Monkeypox infection is fairly distinctive, usually with systemic symptoms of fever, chills, lymphadenopathy, and a vesicular or pustular rash. It may be confused with secondary syphilis, HSV, chancroid, or varicella zoster infection. The CDC website is useful. If you think you might be dealing with a child or adolescent with monkeypox, call me (or your nearest pediatric infectious diseases specialist).

More on Severe Hepatitis Cases

Investigations are ongoing attempting to uncover the etiology of clusters of severe hepatitis in young children in the US and worldwide. CDC provides weekly updates. Since I mentioned this last week, we don't have any breakthroughs yet. However, I've been working on a guide for clinicians to facilitate identification and evaluation of cases. I offer what I have so far to aid in evaluation at the front lines of care in office practices, urgent care, and emergency departments.

First, I made up a name for this: Pediatric Hepatitis of Unknown Etiology (PHUO). Certainly someone more clever than I will come up with a better acronym. Potential cases (termed Person Under Investigation, or PUI) currently are defined as children under 10 years of age with AST or ALT >500 U/L. If you are dealing with that, it's time to consult with a subspecialist, but the issue is how to get there in an efficient manner without testing every child who vomits once or twice. To do that, it's helpful to know what cases so far have looked like.

In a cluster of 9 cases of PHUO in Alabama, common symptoms were emesis (78%), diarrhea (67%), fever (56%), and fatigue (44%), with small numbers of upper respiratory symptoms, poor appetite, and dark urine. On exam, icterus/jaundice was present in most (89%) and hepatomegaly in 78%, with splenomegaly and hepatic encephalopathy also noted at presentation in small numbers. A detailed report from the United Kingdom noted similar numbers and mentioned pale stools in 50% of 450 cases under investigation.
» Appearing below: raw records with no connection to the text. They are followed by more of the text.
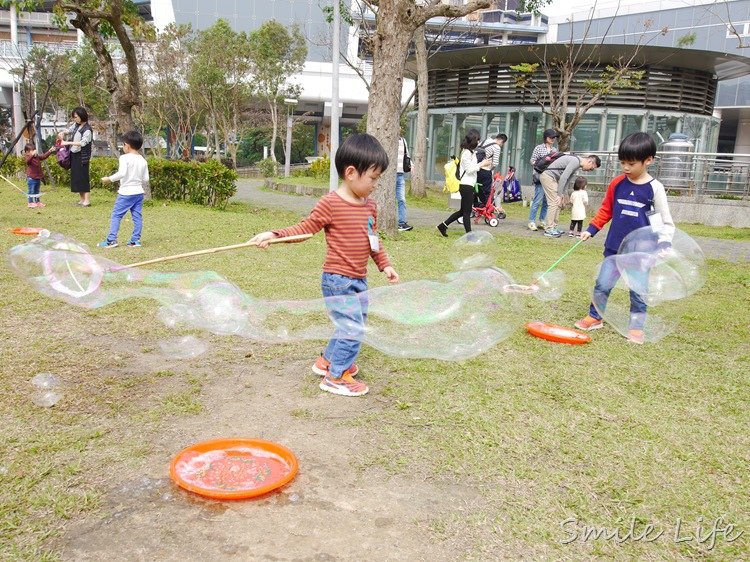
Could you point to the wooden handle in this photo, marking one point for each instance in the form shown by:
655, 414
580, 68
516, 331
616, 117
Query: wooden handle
295, 238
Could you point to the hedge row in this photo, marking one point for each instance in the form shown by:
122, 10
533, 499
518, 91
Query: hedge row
203, 183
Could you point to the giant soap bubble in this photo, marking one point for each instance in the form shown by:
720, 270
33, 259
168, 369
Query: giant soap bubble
455, 318
641, 286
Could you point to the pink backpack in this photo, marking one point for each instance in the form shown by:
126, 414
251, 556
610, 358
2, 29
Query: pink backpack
63, 157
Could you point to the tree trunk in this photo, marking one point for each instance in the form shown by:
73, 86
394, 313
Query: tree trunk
419, 153
390, 47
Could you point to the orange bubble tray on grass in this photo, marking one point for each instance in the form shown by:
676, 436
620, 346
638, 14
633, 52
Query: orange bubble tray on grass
555, 333
233, 469
26, 230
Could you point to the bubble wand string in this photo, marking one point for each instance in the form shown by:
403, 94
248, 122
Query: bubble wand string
554, 265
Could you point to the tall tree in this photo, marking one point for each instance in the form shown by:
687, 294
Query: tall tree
276, 53
170, 101
567, 85
395, 24
219, 77
100, 21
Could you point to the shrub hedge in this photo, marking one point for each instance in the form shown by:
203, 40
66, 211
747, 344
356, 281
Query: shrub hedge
203, 183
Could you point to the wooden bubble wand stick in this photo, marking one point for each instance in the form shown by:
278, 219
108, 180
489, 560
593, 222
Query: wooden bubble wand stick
295, 238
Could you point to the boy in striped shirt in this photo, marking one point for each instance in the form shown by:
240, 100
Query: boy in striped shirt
349, 218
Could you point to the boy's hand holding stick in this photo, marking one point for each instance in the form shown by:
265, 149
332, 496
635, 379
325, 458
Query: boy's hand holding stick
253, 242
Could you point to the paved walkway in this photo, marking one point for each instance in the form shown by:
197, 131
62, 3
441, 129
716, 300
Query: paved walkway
250, 191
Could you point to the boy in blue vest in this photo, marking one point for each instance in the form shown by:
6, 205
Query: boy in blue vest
632, 201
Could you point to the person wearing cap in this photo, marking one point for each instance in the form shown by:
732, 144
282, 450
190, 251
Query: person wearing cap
539, 200
492, 147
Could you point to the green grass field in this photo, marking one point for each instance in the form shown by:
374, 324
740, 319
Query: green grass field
554, 438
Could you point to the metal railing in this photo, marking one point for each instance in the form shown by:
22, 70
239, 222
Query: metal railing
688, 174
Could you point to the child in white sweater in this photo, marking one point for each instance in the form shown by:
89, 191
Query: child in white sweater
132, 175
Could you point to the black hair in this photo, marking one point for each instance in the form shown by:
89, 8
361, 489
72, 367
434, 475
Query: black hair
134, 139
81, 112
637, 146
362, 151
471, 140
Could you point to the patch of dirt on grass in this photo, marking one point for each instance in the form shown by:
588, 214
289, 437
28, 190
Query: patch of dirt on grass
330, 511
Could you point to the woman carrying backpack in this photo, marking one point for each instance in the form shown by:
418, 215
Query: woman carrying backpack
80, 154
467, 175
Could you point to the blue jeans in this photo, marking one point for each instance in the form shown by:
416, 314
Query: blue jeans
606, 281
539, 199
33, 186
346, 299
401, 197
123, 204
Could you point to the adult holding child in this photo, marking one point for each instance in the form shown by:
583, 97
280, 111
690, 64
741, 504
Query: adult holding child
539, 202
555, 179
80, 143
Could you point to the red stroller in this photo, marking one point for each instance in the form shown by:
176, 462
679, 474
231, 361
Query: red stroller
492, 211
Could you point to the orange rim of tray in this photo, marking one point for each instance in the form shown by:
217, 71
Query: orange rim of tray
26, 230
557, 334
221, 468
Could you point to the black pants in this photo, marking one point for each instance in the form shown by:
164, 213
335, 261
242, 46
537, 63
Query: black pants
484, 178
467, 200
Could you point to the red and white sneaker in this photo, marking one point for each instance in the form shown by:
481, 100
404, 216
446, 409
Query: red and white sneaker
321, 365
344, 386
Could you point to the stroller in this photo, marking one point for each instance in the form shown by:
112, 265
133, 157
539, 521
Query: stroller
492, 210
511, 187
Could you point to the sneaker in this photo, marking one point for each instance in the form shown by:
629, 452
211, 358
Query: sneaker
588, 322
320, 367
636, 336
344, 386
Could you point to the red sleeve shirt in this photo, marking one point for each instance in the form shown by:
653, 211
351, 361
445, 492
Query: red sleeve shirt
346, 227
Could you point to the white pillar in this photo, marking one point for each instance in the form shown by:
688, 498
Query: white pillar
18, 121
288, 152
334, 181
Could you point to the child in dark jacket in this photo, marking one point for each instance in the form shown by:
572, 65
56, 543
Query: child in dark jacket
34, 173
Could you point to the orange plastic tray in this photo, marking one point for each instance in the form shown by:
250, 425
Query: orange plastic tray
26, 230
233, 469
555, 333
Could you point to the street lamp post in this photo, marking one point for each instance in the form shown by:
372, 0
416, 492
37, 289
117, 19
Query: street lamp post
290, 103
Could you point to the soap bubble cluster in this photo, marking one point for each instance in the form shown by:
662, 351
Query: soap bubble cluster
184, 347
459, 317
640, 287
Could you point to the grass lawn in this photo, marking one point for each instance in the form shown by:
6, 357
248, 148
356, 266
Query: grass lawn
555, 439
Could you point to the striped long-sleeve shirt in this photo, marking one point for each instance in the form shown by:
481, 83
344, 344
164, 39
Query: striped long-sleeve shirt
347, 226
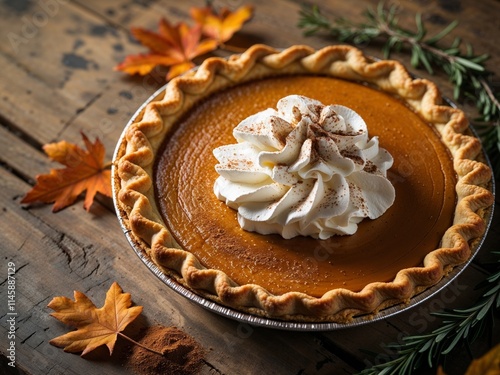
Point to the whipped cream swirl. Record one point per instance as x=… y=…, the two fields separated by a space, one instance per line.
x=304 y=169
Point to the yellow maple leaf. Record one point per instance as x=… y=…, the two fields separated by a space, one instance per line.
x=85 y=170
x=221 y=25
x=95 y=326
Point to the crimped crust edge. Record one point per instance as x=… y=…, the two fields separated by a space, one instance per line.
x=134 y=192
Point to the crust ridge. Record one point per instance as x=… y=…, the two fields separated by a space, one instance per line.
x=134 y=171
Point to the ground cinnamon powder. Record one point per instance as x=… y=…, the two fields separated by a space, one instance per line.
x=183 y=355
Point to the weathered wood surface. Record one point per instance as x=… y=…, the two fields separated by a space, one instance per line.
x=57 y=79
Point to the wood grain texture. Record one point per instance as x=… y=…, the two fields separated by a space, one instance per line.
x=57 y=79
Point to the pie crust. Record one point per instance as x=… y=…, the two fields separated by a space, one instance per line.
x=135 y=197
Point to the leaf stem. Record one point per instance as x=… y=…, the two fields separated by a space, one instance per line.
x=139 y=344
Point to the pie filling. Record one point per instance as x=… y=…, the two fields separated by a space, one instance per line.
x=422 y=175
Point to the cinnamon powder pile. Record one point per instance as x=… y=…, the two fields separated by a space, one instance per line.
x=183 y=355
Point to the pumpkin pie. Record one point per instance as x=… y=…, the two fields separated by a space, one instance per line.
x=165 y=171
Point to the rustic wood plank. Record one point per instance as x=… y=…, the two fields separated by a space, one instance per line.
x=89 y=259
x=60 y=81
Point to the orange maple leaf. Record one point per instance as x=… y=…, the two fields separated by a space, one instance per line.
x=95 y=326
x=85 y=170
x=221 y=26
x=173 y=46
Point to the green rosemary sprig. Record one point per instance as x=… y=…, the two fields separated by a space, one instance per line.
x=465 y=70
x=458 y=326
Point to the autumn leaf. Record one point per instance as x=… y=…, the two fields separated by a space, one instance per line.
x=221 y=26
x=85 y=170
x=173 y=46
x=95 y=326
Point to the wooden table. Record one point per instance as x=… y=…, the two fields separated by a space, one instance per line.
x=57 y=79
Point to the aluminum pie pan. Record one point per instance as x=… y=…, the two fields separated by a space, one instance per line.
x=261 y=321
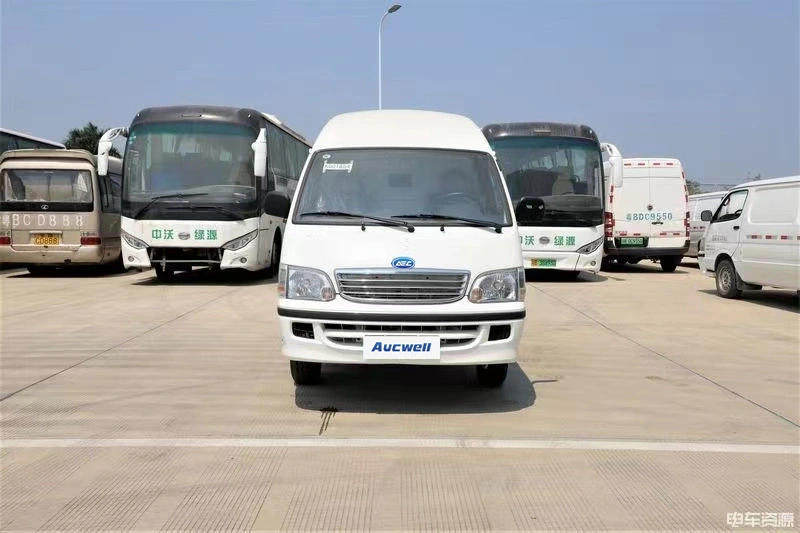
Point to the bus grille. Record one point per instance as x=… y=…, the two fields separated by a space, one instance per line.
x=418 y=287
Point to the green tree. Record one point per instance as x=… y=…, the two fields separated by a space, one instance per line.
x=693 y=187
x=87 y=138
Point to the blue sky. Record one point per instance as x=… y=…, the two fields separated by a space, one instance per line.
x=714 y=83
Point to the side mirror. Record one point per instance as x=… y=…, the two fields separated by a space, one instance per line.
x=529 y=208
x=260 y=154
x=277 y=204
x=104 y=146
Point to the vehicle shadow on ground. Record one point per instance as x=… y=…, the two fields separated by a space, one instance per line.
x=777 y=299
x=205 y=276
x=407 y=389
x=74 y=272
x=557 y=276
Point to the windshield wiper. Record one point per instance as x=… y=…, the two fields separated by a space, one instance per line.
x=155 y=199
x=498 y=228
x=390 y=221
x=574 y=215
x=232 y=214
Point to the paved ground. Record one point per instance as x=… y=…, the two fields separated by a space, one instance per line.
x=641 y=401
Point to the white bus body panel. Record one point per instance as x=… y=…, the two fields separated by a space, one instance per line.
x=215 y=233
x=651 y=204
x=549 y=248
x=764 y=241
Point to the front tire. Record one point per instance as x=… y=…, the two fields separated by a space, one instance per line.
x=726 y=279
x=305 y=373
x=492 y=376
x=670 y=262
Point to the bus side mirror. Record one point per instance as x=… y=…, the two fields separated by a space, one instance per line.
x=260 y=154
x=277 y=204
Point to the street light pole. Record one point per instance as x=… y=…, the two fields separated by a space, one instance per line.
x=392 y=9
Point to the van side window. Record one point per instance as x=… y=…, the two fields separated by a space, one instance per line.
x=731 y=207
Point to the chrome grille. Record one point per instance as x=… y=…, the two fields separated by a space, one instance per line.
x=391 y=286
x=352 y=335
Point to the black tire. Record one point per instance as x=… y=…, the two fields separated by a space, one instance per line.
x=727 y=280
x=305 y=373
x=492 y=375
x=670 y=262
x=164 y=274
x=275 y=256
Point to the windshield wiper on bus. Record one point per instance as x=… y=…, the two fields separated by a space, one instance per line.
x=574 y=215
x=390 y=221
x=155 y=199
x=498 y=228
x=232 y=214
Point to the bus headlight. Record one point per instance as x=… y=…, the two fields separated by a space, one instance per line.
x=133 y=242
x=499 y=286
x=591 y=247
x=304 y=284
x=240 y=242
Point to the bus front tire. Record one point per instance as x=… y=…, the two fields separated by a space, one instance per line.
x=305 y=373
x=670 y=262
x=726 y=279
x=492 y=375
x=164 y=273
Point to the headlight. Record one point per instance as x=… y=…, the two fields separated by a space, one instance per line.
x=499 y=286
x=240 y=242
x=591 y=247
x=304 y=284
x=133 y=242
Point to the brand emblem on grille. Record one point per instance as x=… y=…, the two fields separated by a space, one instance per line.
x=403 y=262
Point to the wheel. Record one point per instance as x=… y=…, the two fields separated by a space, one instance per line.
x=492 y=375
x=164 y=274
x=670 y=262
x=275 y=256
x=726 y=280
x=305 y=373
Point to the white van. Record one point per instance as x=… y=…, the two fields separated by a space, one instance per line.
x=647 y=218
x=697 y=204
x=401 y=247
x=753 y=239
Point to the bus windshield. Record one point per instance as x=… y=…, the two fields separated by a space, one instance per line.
x=40 y=186
x=562 y=172
x=189 y=157
x=426 y=186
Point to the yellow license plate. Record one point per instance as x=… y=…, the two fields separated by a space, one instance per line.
x=46 y=239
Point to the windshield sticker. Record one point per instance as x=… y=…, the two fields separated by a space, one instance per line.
x=336 y=166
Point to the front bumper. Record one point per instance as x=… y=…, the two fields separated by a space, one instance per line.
x=571 y=261
x=464 y=337
x=68 y=255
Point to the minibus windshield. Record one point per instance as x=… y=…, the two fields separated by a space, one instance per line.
x=460 y=186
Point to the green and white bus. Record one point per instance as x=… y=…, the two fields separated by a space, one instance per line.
x=194 y=184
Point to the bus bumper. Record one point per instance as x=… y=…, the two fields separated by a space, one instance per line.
x=332 y=340
x=80 y=255
x=571 y=261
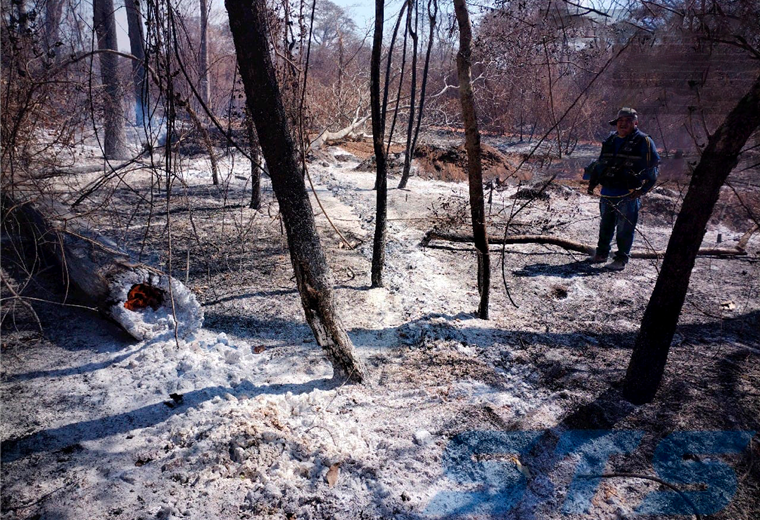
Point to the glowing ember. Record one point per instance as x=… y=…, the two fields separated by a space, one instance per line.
x=142 y=295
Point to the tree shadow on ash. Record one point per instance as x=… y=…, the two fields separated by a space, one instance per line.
x=284 y=331
x=438 y=326
x=569 y=270
x=70 y=371
x=71 y=435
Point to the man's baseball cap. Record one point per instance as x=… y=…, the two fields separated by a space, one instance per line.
x=625 y=112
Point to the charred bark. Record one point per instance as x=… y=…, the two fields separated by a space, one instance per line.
x=253 y=147
x=205 y=85
x=53 y=13
x=378 y=138
x=264 y=100
x=115 y=140
x=121 y=289
x=472 y=144
x=658 y=326
x=137 y=48
x=413 y=7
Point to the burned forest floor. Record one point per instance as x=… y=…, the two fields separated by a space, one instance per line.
x=460 y=418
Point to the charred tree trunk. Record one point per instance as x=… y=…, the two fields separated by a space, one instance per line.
x=472 y=144
x=53 y=13
x=137 y=48
x=264 y=100
x=121 y=290
x=205 y=86
x=115 y=140
x=253 y=148
x=378 y=138
x=432 y=16
x=658 y=326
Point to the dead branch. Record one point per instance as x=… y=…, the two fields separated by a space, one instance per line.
x=122 y=290
x=572 y=245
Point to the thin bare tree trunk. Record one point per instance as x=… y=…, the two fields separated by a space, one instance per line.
x=205 y=85
x=413 y=94
x=378 y=138
x=264 y=101
x=472 y=145
x=400 y=80
x=115 y=140
x=137 y=48
x=253 y=147
x=658 y=326
x=53 y=13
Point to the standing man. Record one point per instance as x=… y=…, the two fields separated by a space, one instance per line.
x=626 y=169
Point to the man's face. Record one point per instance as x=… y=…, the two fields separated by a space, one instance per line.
x=626 y=126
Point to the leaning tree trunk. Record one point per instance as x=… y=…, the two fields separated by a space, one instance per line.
x=53 y=13
x=378 y=137
x=115 y=140
x=413 y=7
x=472 y=144
x=205 y=85
x=121 y=289
x=661 y=316
x=264 y=100
x=137 y=48
x=253 y=150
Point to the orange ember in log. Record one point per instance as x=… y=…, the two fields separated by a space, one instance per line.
x=142 y=295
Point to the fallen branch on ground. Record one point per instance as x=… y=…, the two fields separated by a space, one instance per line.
x=572 y=245
x=121 y=289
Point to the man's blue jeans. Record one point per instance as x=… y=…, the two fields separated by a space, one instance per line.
x=621 y=215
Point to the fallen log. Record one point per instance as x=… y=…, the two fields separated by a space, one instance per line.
x=144 y=301
x=327 y=137
x=572 y=245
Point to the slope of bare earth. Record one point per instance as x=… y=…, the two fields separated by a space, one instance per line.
x=242 y=419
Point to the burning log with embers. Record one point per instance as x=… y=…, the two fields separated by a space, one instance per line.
x=144 y=301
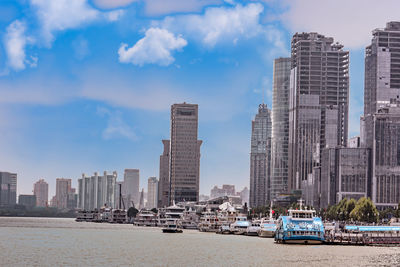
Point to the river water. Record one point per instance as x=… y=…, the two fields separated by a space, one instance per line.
x=64 y=242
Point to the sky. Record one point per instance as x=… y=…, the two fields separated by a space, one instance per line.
x=87 y=85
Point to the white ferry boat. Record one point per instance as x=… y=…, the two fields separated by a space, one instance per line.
x=300 y=227
x=239 y=227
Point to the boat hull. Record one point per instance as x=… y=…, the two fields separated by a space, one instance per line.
x=172 y=231
x=268 y=234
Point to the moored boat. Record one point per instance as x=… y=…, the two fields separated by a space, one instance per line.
x=300 y=227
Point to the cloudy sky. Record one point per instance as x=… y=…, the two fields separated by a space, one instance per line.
x=86 y=85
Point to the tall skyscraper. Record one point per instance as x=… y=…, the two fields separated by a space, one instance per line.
x=130 y=188
x=260 y=157
x=184 y=153
x=163 y=184
x=318 y=102
x=97 y=191
x=382 y=68
x=380 y=125
x=8 y=189
x=41 y=191
x=63 y=188
x=152 y=192
x=280 y=127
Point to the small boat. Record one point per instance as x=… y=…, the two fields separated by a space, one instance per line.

Two-thirds or more of the children in Alabama and the UK were under 5 years of age.

As you may deduce from the percentages, children seldom exhibited just one sign or symptom; multiple were present. A frontline provider evaluating a child with a compatible clinical picture as above should obtain further history for travel, environmental exposures (e.g. pesticides), family history of liver disease, and other details. Assuming the child shows no signs of liver failure such as mental status changes or bruising mandating immediate attention, it would be prudent to consider obtaining initial laboratory studies to include CBC with differential and comprehensive metabolic panel.

Consultation with a pediatric subspecialist may be helpful at any time, but if the initial evaluation meets PUI criteria then referral to a tertiary pediatric center should be made.

It's a hot afternoon ahead in beautiful downtown Silver Spring. Maybe I'll look for a good sci-fi movie on the tube. (That last word really dates me!)